Delete the progress file after handoff or exit.
State Management
Follow the shared Progress File Management procedure.
Lifecycle:
- Create: before starting Step 1 (ensure
docs/plans/ exists).
- Update: after each step completes.
- Delete: only after the final review file has been saved and any autofix/handoff is complete.
Format:
# CPM Session State
**Skill**: cpm:review
**Step**: {N} of 5 — {Step Name}
**Output target**: docs/reviews/{nn}-review-{slug}.md
**Input source**: {path to epic doc}
**Review scope**: {Epic | Story N}
**Agents selected**: {comma-separated agent displayNames}
## Completed Steps
### Step 1: Analyse the Artifact
{Summary — what was reviewed, story/task counts, status}
### Step 2: Conduct Adversarial Review
{Summary — finding counts by severity and concern type, key themes}
### Step 3: Write Review File
{Summary — file path written, finding totals}
### Step 4: Autofix
{Summary — path chosen (epic amendment or standalone tasks), items generated, or skipped}
### Step 5: Pipeline Handoff
{Summary — user's choice, context passed}
{...include only completed steps...}
## Next Action
{What to do next}
The "Completed Steps" section grows as steps complete. Each summary should capture the key findings and decisions in enough detail for seamless continuation.
Graceful Degradation
Every scenario below specifies an explicit action sequence ending with a visible result. No silent fallbacks.
-
No roster found → Action: Fall back to single-perspective review without agent personas. Result: Report to the user: "Agent roster not found — running single-perspective review without agent personas."
-
No library docs → Action: Proceed with review using only the epic doc and spec as context. Result: Report to the user: "No library documents found — reviewing with epic doc and spec context only."
-
Malformed epic doc → Action: Parse what is available. Review the portions that can be parsed. Result: Report to the user: "Epic doc has structural issues: {list of problems}. Reviewing {N} of {M} parseable stories."
-
Empty review → Action: Write a review file noting the artifact passed review with no concerns. Skip the autofix phase. Result: Report to the user: "Review complete — no findings. Artifact passes review."
Guidelines
- Adversarial, not hostile. The review should challenge assumptions and find real issues, not manufacture criticism. If something is well-designed, say so. Not every story needs 5 findings.

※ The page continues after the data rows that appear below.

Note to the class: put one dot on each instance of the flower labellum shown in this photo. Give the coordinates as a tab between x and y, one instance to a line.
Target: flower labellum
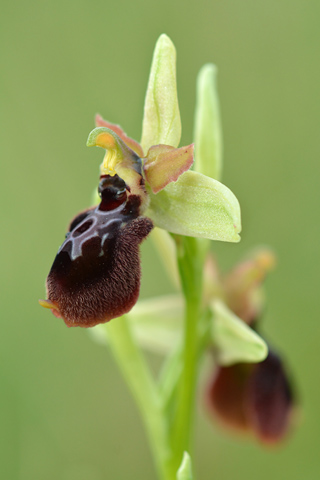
254	398
96	274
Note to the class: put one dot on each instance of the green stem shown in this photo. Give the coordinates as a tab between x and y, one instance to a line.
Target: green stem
141	383
190	262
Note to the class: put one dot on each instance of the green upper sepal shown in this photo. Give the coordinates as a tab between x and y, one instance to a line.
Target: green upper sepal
197	206
161	120
233	340
208	131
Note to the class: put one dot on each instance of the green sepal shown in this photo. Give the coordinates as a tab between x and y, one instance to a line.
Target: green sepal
197	206
208	131
164	164
185	469
233	340
156	324
161	121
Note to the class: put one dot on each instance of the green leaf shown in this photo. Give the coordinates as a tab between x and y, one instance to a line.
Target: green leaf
234	341
156	324
208	132
185	471
161	121
197	206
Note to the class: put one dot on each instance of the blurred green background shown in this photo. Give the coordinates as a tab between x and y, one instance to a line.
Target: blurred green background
65	412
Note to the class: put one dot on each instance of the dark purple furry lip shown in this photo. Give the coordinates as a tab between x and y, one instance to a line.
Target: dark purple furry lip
96	274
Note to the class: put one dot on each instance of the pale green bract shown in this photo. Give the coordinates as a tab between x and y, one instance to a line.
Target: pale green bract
207	131
161	121
197	206
185	470
233	340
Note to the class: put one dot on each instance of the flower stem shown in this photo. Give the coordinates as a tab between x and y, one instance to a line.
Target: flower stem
141	383
190	262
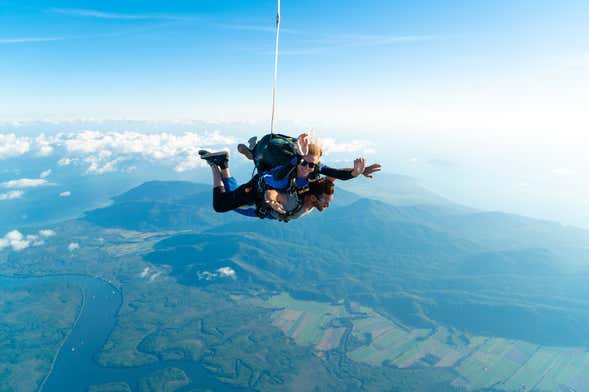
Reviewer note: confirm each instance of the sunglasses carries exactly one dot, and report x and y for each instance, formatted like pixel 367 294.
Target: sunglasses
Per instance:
pixel 310 165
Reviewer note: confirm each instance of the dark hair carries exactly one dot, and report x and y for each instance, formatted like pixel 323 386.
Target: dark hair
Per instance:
pixel 321 186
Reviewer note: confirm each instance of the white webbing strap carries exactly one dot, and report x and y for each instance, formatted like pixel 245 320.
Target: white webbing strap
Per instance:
pixel 275 69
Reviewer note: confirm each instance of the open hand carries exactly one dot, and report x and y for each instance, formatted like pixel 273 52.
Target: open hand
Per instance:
pixel 369 170
pixel 303 144
pixel 359 165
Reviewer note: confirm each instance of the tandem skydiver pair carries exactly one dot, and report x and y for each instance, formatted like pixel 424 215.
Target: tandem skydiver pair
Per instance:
pixel 288 182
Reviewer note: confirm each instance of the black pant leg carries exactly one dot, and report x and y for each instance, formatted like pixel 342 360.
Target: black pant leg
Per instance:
pixel 226 201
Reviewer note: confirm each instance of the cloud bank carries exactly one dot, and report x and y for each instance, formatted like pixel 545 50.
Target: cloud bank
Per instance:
pixel 11 195
pixel 103 152
pixel 18 241
pixel 24 183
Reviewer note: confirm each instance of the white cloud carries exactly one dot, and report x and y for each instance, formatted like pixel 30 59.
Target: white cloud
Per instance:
pixel 47 233
pixel 223 272
pixel 64 162
pixel 25 183
pixel 18 241
pixel 226 272
pixel 11 195
pixel 103 152
pixel 330 145
pixel 154 276
pixel 89 13
pixel 11 145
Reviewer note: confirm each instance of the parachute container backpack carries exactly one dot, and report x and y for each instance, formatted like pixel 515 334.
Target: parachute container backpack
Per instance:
pixel 274 150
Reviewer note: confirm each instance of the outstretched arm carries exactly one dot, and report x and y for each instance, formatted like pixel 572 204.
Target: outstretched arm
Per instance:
pixel 303 144
pixel 347 174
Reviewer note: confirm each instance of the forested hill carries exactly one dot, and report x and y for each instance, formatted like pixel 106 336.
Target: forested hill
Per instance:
pixel 421 264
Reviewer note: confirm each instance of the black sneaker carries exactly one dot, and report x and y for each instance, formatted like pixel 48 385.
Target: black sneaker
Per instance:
pixel 219 158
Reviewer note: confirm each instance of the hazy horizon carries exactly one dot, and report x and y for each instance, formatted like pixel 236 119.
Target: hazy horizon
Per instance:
pixel 483 103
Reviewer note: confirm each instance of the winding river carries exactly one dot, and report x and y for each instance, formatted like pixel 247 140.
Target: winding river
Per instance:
pixel 74 367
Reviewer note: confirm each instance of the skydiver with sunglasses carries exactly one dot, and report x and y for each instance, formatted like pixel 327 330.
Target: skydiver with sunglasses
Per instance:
pixel 305 165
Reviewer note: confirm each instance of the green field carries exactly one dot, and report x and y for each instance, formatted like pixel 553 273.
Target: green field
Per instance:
pixel 480 361
pixel 35 322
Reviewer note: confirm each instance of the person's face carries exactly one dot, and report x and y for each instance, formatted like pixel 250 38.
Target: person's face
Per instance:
pixel 323 201
pixel 308 164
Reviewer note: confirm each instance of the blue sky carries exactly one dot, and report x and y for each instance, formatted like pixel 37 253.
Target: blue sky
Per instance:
pixel 199 59
pixel 497 90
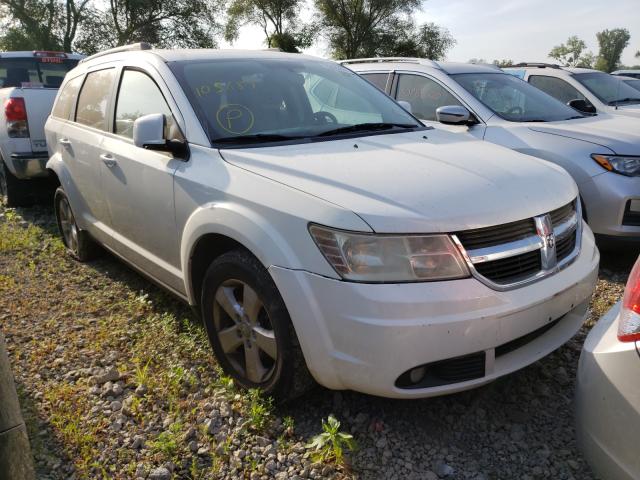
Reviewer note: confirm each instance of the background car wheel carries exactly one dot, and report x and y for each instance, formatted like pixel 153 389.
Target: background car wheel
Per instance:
pixel 249 328
pixel 79 243
pixel 13 191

- Specific over vague. "Story 2's acceptance criteria are unclear" is useless. "Story 2, criterion 3 says 'handles errors gracefully' — what does gracefully mean? Which errors? This will be interpreted differently by different implementers" is actionable.
- Severity matters. Tag each finding at its true severity level. A genuinely critical finding (blocks execution) is rare. Most findings will be warnings or suggestions. That's fine.
- Reference the artifact. Every finding should point to a specific story, task, or acceptance criterion. Reviewers who can't point to what they're criticising aren't being helpful.
- Match depth to scope. A single-story review should take 2-3 agents and produce 3-8 findings. A full epic review should take 3-4 agents and produce 5-15 findings. Scale review depth to artifact size.